一月一日(土曜)曇 寒 ことしから又日記をつける。自分の生活をはっきりさせるために。一日のうち、自分がどんなに生活を営んだかということをはっきりさせるために。去年は、ここの家での生活というものを知らず、生活の本質を知らず、非常に多く労し、多く苦しい思いもし、SKの間で旋回した。今年はそういうことはなくして、自分の勉強や生活態度というものを守って暮す技術を身につけたいと思う。
今年は日記が本やに出ない。仕方がないから三年前の日記をもち出して、つける。曜日が三日前についているのは不便だが。
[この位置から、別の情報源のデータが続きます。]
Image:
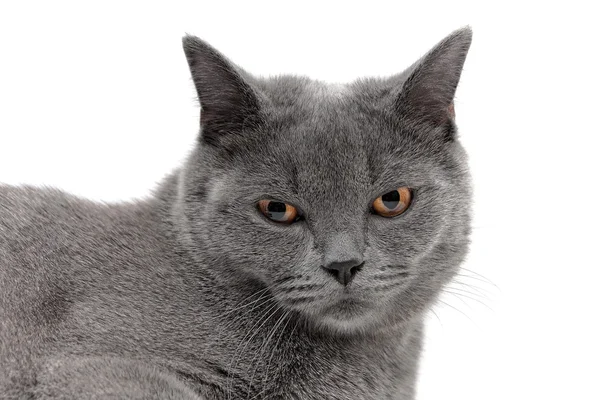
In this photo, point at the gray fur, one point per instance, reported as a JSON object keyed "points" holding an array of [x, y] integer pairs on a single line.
{"points": [[193, 294]]}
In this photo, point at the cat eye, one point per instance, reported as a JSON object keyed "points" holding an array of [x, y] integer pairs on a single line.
{"points": [[278, 211], [393, 203]]}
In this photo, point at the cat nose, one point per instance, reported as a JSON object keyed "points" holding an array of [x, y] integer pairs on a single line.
{"points": [[344, 271]]}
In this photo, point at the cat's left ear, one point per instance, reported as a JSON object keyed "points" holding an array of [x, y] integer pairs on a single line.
{"points": [[228, 102], [427, 94]]}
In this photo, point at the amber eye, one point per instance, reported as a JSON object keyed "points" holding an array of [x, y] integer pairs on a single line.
{"points": [[393, 203], [278, 211]]}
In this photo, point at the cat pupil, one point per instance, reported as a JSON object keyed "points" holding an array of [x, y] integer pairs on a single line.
{"points": [[391, 199], [276, 210]]}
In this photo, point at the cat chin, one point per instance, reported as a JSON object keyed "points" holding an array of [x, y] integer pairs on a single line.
{"points": [[348, 318]]}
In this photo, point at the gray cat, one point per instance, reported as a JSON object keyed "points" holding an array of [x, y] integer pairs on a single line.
{"points": [[292, 256]]}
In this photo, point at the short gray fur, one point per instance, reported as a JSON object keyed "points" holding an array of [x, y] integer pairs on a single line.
{"points": [[193, 294]]}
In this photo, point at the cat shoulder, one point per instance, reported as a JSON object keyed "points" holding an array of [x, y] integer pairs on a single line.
{"points": [[34, 217]]}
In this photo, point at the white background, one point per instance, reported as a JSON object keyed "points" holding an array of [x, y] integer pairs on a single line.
{"points": [[96, 99]]}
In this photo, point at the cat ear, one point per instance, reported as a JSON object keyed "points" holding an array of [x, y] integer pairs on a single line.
{"points": [[428, 92], [228, 104]]}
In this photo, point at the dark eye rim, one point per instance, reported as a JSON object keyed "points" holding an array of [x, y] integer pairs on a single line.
{"points": [[413, 196], [299, 216]]}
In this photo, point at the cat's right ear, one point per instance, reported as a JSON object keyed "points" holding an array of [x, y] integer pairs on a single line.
{"points": [[228, 103]]}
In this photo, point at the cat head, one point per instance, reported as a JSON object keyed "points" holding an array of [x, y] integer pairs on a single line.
{"points": [[349, 202]]}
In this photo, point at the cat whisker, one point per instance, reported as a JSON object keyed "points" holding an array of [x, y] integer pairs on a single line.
{"points": [[299, 300], [390, 276], [460, 295], [302, 287]]}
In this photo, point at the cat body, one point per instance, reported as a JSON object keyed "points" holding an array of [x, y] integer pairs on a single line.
{"points": [[192, 293]]}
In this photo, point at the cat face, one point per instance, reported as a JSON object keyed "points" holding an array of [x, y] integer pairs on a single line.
{"points": [[350, 203]]}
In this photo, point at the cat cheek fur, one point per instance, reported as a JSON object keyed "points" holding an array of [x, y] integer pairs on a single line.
{"points": [[192, 293]]}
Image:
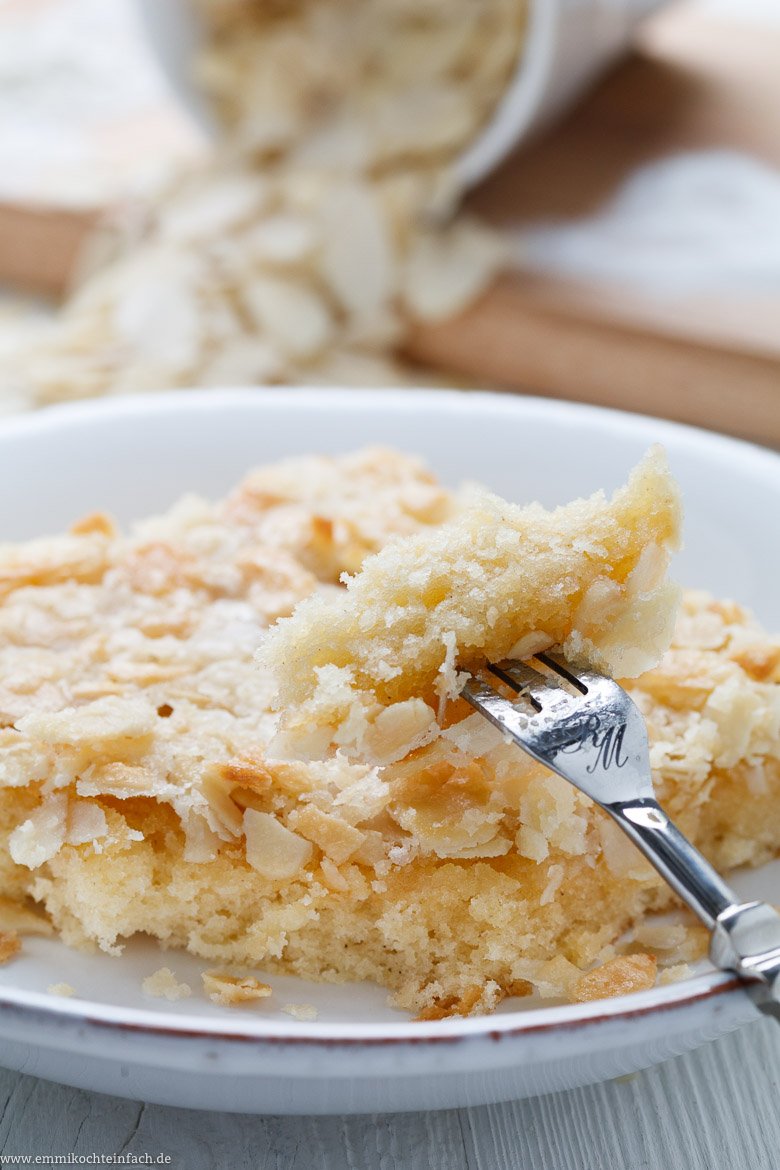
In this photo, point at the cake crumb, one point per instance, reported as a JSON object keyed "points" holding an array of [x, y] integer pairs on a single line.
{"points": [[675, 974], [301, 1011], [228, 990], [163, 984], [619, 977], [9, 945], [61, 989]]}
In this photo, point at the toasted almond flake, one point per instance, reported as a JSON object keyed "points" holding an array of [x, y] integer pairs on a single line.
{"points": [[273, 850], [356, 259], [85, 823], [446, 273], [337, 839], [41, 837], [294, 317], [163, 984], [229, 990]]}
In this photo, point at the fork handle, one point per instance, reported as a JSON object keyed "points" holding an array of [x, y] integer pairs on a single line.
{"points": [[745, 935]]}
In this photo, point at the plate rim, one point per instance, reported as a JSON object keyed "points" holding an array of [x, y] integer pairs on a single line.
{"points": [[45, 1007]]}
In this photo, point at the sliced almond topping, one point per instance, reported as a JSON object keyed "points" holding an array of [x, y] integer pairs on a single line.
{"points": [[233, 989], [271, 848], [42, 834], [337, 839]]}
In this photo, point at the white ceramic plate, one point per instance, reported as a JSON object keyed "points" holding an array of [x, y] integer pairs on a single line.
{"points": [[133, 456]]}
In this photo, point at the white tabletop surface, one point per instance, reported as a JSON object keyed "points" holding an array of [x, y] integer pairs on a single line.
{"points": [[712, 1109]]}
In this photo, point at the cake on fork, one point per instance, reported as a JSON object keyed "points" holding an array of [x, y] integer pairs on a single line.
{"points": [[329, 807]]}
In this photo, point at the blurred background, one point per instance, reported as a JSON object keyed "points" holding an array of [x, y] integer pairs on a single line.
{"points": [[572, 200]]}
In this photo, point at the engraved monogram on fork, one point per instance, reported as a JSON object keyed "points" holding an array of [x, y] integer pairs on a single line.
{"points": [[607, 742]]}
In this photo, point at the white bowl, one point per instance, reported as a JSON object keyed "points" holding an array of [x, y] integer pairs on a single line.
{"points": [[133, 456], [567, 46]]}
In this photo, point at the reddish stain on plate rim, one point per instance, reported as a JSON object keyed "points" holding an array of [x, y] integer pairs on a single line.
{"points": [[190, 1031]]}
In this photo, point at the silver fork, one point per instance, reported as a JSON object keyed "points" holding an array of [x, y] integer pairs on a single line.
{"points": [[584, 727]]}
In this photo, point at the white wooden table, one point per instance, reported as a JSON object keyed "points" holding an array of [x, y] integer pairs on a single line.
{"points": [[713, 1109]]}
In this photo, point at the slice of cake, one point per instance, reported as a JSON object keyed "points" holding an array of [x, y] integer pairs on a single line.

太郎、咲、昨夜おそく赤倉からかえる。太郎の身ぶりが一寸かわっていて面白い。国、昨日午後自分が巣鴨へ行っている間に国府津へ立った。寿に私がいそがしそうにしているのや家のガタガタがいやだから行くと云っていた由。寿二十九日に長者町へ引越し。どうしてもここで年越しはしないとガンばっていたので、ひどい無理をした。が三十日にかえって元旦も食堂のアンカでごろごろしている。
〔欄外に〕
太郎の学校の式の前、みんなで雑煮をたべる。予想していた顔ぶれとは大分ちがった。
本間の息子と娘来る。千世紙ではった小箱、羽織ひも、私達はどう生きるか、五円也、やる。ちりがみ、炭くれた。
殆ど一日臥床。疲れが出た。
この年越しは三十一日に面会した。十年来始めて。
一月二日(日曜) 〔発信〕第一信 寿江子千葉へ戻るため、千葉迄咲、送って行ったが切符買えぬ由。戻って来る。リュック背負ってフーフー。
太郎、近藤さんの長男と赤倉へ行くときまり用意、大さわぎ。
巣鴨へ手紙かく。午後じゅうかかった。
夜、ノヤさんの相談のためにパパ来。咲行き。
子供が大きくなって、子供づれの初旅に出る。親たちの生活に新しい一つの水脈が流れ入ったように新鮮なところが出来て、ナカナカよろしい。
夜、昨年三月から十二月迄の出納をしらべた。